Brett Williams

Personal information
- Full name: Brett Douglas Williams
- Born: 15 December 1967 (age 58) Camden, New South Wales
- Batting: Right-handed
- Bowling: Right-arm medium
- Role: All-rounder

Domestic team information
- 1988/89–1989/90: South Australia

Career statistics
| Competition | First-class | List A |
| Matches | 4 | 3 |
| Runs scored | 240 | 43 |
| Batting average | 40.00 | 14.33 |
| 100s/50s | 0/2 | 0/0 |
| Top score | 77 | 170 |
| Balls bowled | 90 | 102 |
| Wickets | 1 | 1 |
| Bowling average | 42.00 | 86.00 |
| 5 wickets in innings | 0 | 0 |
| 10 wickets in match | 0 | 0 |
| Best bowling | 1/21 | 1/46 |
| Catches/stumpings | 4/– | 1/– |
- Source: Cricinfo, 16 February 2016

= Brett Williams (Australian cricketer) =

Australian cricketer (born 1967)

Brett Douglas Williams (born 15 December 1967) is a former Australian cricketer.

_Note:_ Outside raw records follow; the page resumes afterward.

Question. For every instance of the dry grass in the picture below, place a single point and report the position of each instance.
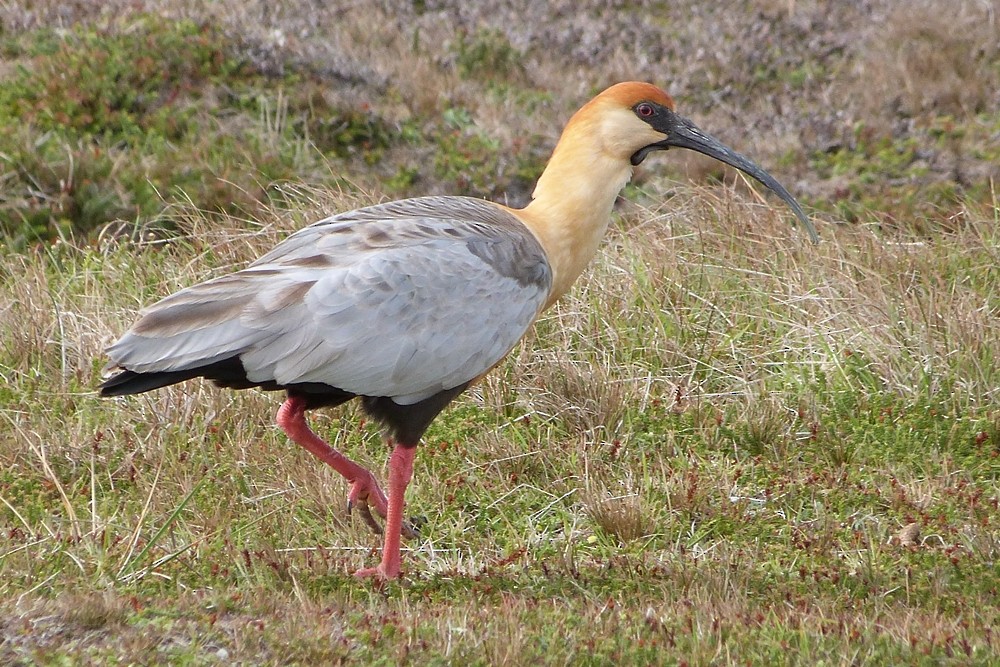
(706, 453)
(721, 346)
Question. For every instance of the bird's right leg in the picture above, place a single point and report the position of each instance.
(364, 488)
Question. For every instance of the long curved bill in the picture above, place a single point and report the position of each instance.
(682, 133)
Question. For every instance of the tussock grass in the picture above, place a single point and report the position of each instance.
(705, 451)
(710, 452)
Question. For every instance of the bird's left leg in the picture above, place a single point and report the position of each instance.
(364, 488)
(400, 472)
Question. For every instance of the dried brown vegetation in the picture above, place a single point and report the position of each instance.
(710, 452)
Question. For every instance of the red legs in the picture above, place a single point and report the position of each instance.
(364, 487)
(400, 472)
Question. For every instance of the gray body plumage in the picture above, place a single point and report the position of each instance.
(402, 300)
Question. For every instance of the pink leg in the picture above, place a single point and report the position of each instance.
(400, 472)
(364, 488)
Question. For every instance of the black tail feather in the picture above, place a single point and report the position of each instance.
(226, 373)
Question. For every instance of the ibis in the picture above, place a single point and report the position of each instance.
(405, 304)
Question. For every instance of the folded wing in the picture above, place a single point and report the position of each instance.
(401, 300)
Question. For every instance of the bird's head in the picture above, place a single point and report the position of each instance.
(631, 120)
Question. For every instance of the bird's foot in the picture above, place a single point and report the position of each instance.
(366, 494)
(380, 573)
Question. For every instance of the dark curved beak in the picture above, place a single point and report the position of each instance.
(682, 133)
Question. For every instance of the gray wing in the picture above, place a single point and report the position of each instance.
(402, 300)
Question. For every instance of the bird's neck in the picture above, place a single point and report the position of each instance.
(572, 202)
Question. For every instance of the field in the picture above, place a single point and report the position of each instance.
(725, 446)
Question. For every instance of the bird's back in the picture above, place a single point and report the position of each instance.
(401, 300)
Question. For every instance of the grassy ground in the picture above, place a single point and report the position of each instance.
(725, 446)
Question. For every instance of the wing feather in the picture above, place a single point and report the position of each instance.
(401, 300)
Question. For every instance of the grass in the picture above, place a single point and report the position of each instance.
(725, 446)
(706, 454)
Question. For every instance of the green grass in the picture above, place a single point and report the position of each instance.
(704, 455)
(715, 450)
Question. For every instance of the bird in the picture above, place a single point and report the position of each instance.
(405, 304)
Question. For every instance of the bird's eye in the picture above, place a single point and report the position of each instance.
(645, 110)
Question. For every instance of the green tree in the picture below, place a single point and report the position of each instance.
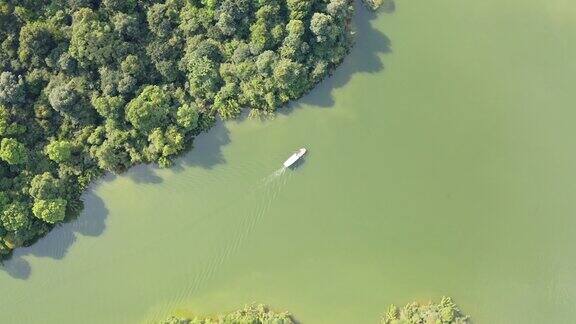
(15, 216)
(59, 151)
(51, 211)
(149, 110)
(11, 88)
(12, 151)
(45, 186)
(36, 40)
(93, 41)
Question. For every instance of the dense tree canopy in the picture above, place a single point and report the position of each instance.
(445, 312)
(254, 314)
(88, 86)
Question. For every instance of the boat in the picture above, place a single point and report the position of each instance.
(294, 157)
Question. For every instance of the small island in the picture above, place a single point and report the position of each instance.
(88, 87)
(444, 312)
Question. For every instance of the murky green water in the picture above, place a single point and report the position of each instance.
(442, 161)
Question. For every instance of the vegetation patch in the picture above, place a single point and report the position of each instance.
(253, 314)
(88, 86)
(445, 312)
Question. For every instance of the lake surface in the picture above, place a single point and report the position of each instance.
(442, 162)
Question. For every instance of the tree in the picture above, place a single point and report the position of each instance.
(149, 110)
(12, 151)
(93, 42)
(11, 89)
(299, 9)
(187, 116)
(51, 211)
(59, 151)
(36, 40)
(45, 186)
(322, 25)
(15, 217)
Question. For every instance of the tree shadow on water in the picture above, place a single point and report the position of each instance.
(364, 57)
(144, 174)
(55, 245)
(207, 149)
(207, 152)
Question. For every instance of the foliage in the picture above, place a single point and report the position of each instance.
(444, 312)
(254, 314)
(91, 86)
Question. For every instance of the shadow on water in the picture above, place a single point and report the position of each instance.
(55, 245)
(144, 174)
(207, 152)
(364, 57)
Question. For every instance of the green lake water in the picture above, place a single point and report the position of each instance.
(442, 162)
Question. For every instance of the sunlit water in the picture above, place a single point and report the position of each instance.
(442, 162)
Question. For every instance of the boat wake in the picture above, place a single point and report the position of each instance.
(260, 199)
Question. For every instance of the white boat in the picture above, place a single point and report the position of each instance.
(294, 157)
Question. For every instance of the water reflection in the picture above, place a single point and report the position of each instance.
(362, 59)
(55, 245)
(207, 151)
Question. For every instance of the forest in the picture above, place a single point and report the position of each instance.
(90, 86)
(443, 312)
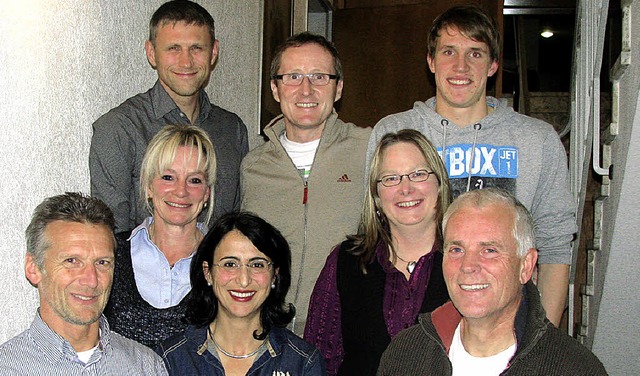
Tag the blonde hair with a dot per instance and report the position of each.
(162, 151)
(374, 226)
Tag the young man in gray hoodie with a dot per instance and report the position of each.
(484, 143)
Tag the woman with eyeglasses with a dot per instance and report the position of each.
(151, 275)
(237, 313)
(376, 283)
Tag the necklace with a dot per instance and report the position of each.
(411, 265)
(233, 356)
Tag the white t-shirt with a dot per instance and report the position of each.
(466, 364)
(84, 356)
(301, 154)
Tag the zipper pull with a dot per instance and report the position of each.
(305, 195)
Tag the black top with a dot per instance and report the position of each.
(129, 314)
(364, 331)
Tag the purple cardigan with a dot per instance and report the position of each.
(402, 303)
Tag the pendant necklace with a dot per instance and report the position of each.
(233, 356)
(411, 265)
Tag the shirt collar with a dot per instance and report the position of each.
(163, 104)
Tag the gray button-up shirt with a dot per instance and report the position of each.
(120, 139)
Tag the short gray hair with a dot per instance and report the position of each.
(523, 229)
(70, 207)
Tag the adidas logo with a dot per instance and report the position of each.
(344, 179)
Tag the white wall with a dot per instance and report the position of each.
(62, 64)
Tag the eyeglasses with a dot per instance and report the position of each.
(416, 177)
(255, 267)
(295, 79)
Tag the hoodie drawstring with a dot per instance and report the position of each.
(444, 123)
(476, 127)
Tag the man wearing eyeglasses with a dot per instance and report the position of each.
(484, 143)
(308, 178)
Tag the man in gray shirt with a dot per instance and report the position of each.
(70, 256)
(182, 49)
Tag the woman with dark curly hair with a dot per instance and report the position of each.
(237, 313)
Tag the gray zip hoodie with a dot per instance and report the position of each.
(505, 149)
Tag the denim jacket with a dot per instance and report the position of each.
(286, 355)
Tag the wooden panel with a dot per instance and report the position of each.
(384, 56)
(277, 28)
(351, 4)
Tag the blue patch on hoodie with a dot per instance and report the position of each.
(492, 166)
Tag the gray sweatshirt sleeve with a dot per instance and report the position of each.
(111, 161)
(553, 207)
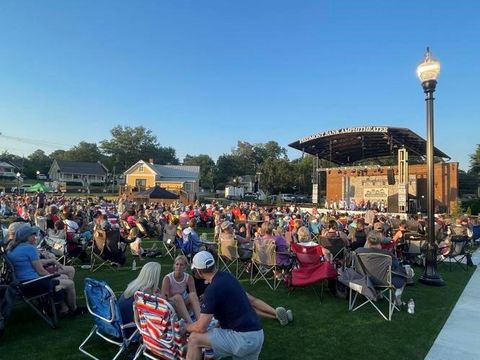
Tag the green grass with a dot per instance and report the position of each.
(319, 330)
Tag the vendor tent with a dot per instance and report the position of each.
(37, 187)
(157, 192)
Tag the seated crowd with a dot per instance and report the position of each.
(207, 293)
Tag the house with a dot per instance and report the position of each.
(7, 169)
(83, 173)
(175, 178)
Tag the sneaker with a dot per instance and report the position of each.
(282, 316)
(290, 315)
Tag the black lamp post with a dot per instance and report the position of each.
(428, 72)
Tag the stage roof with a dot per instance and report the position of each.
(348, 145)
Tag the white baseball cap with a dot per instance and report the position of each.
(203, 260)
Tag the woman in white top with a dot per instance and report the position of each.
(179, 288)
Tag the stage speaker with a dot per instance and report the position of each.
(391, 177)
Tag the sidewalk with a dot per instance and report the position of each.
(458, 338)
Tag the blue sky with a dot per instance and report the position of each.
(204, 74)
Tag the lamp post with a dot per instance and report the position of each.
(18, 182)
(428, 71)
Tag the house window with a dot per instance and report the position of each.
(141, 184)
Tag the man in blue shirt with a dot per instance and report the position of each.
(240, 334)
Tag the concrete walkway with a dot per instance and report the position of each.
(459, 337)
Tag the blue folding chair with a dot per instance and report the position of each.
(108, 325)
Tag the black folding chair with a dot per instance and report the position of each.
(39, 293)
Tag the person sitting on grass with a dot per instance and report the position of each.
(147, 281)
(240, 333)
(179, 288)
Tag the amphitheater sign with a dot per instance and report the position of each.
(359, 129)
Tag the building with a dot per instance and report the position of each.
(401, 187)
(83, 173)
(178, 179)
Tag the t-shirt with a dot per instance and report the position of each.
(226, 299)
(21, 258)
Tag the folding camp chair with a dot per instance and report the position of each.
(458, 252)
(336, 247)
(169, 237)
(310, 267)
(315, 230)
(39, 294)
(229, 259)
(102, 304)
(107, 250)
(264, 261)
(374, 282)
(160, 329)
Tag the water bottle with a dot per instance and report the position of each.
(411, 307)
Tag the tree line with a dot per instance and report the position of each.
(267, 162)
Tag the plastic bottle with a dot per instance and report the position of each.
(411, 307)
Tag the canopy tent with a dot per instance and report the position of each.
(38, 187)
(157, 192)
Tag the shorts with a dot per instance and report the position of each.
(238, 345)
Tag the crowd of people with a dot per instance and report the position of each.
(207, 292)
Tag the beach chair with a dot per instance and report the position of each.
(229, 259)
(310, 267)
(107, 250)
(264, 263)
(39, 294)
(458, 253)
(108, 325)
(160, 329)
(373, 281)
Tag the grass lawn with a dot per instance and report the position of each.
(320, 330)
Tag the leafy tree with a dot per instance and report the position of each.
(302, 174)
(130, 144)
(207, 168)
(37, 161)
(228, 167)
(84, 151)
(58, 155)
(277, 176)
(475, 161)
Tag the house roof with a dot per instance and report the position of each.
(165, 172)
(347, 145)
(170, 172)
(6, 164)
(81, 167)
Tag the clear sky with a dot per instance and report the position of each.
(204, 74)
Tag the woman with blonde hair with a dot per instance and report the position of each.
(179, 288)
(147, 281)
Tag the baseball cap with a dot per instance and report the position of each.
(202, 260)
(225, 224)
(24, 232)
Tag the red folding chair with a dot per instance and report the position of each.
(311, 267)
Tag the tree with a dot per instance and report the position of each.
(207, 168)
(302, 174)
(277, 176)
(228, 167)
(37, 161)
(84, 151)
(128, 145)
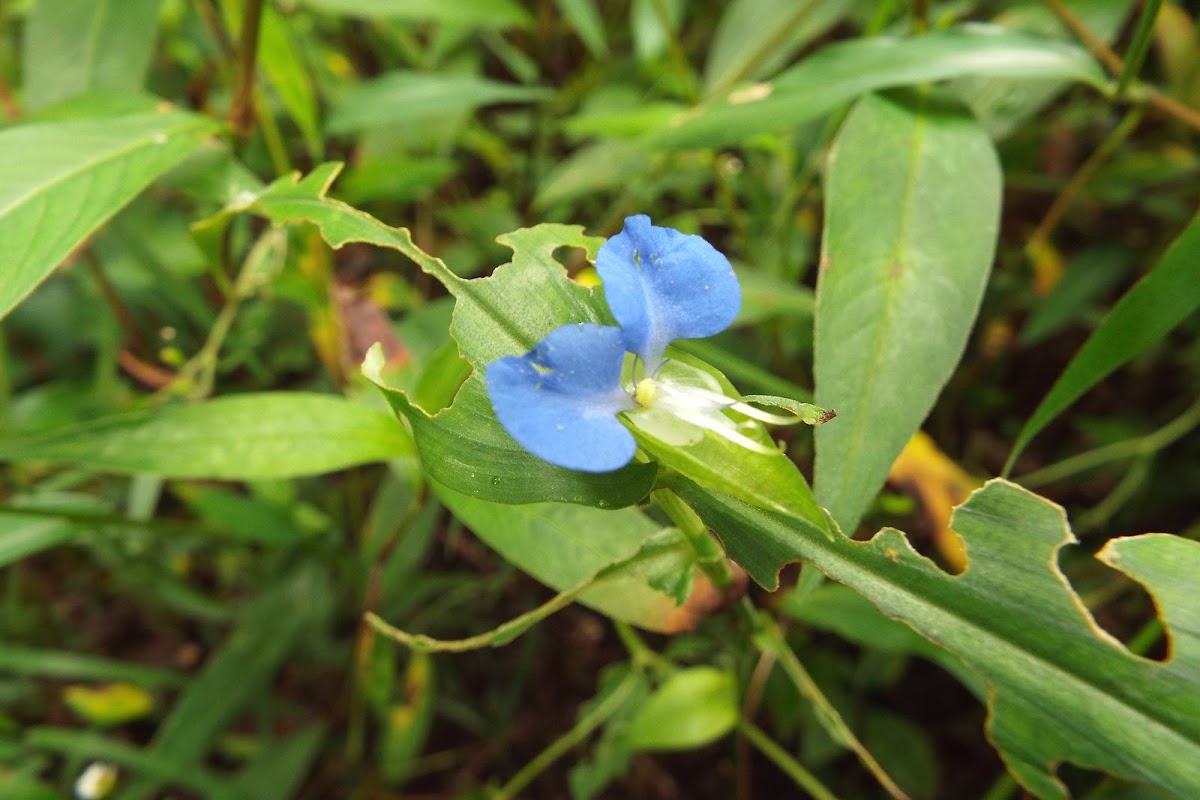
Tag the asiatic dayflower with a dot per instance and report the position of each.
(563, 400)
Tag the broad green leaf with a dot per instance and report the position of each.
(564, 545)
(1003, 103)
(397, 98)
(1060, 689)
(1145, 314)
(465, 447)
(75, 47)
(837, 608)
(755, 37)
(912, 211)
(840, 72)
(508, 313)
(474, 13)
(59, 181)
(693, 708)
(243, 437)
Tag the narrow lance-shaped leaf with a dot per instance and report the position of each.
(504, 314)
(73, 47)
(243, 437)
(1060, 689)
(912, 211)
(1168, 295)
(840, 72)
(59, 181)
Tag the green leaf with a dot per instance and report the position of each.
(279, 769)
(840, 72)
(1060, 689)
(508, 313)
(31, 524)
(240, 672)
(1145, 314)
(564, 545)
(85, 746)
(75, 47)
(910, 233)
(397, 98)
(755, 37)
(693, 708)
(243, 437)
(283, 66)
(60, 665)
(59, 181)
(585, 18)
(473, 13)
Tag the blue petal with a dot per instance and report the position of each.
(561, 400)
(664, 286)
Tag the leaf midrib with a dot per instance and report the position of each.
(892, 290)
(100, 161)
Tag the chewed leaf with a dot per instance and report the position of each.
(504, 314)
(1078, 696)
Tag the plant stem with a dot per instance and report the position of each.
(765, 48)
(677, 54)
(1113, 62)
(241, 112)
(564, 744)
(921, 16)
(709, 555)
(1139, 46)
(768, 638)
(1079, 180)
(784, 761)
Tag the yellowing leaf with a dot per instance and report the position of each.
(940, 485)
(108, 705)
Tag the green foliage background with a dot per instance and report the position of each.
(262, 536)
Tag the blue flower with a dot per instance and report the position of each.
(664, 286)
(562, 400)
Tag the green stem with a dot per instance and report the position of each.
(1145, 445)
(768, 638)
(709, 555)
(1079, 180)
(1140, 44)
(196, 378)
(571, 739)
(677, 53)
(768, 46)
(241, 110)
(640, 654)
(921, 16)
(784, 761)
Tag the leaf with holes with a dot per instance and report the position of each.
(1060, 689)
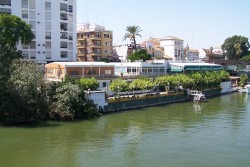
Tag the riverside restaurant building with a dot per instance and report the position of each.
(59, 70)
(192, 67)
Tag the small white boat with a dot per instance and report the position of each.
(245, 89)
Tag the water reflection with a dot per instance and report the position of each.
(135, 137)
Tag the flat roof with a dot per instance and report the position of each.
(83, 63)
(194, 64)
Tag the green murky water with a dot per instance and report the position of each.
(211, 134)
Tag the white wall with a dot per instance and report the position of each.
(98, 98)
(226, 87)
(40, 22)
(122, 52)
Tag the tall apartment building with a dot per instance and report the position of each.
(173, 47)
(94, 43)
(53, 24)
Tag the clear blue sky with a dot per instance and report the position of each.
(200, 23)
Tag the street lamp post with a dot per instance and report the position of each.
(133, 90)
(89, 95)
(157, 85)
(118, 91)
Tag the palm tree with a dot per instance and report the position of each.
(132, 32)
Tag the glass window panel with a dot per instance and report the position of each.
(32, 4)
(25, 4)
(33, 24)
(32, 14)
(47, 5)
(48, 16)
(47, 25)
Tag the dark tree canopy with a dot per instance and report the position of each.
(140, 55)
(235, 47)
(132, 32)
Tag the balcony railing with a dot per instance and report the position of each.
(93, 37)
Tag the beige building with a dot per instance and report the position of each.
(94, 43)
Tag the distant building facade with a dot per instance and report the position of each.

He was a right-handed medium-pace bowler and lower-order batsman. Williams was a member of the Australia national under-19 cricket team that won the 1988 Youth Cricket World Cup tournament played in Australia. He was the first cricketer to score a century in the U-19 World Cup final where he scored 108 against Pakistan in 1988 final.

He played four first-class and three List A matches for South Australia cricket team between 1988 and 1990 but never fulfilled the talent which he showed at under-19 level.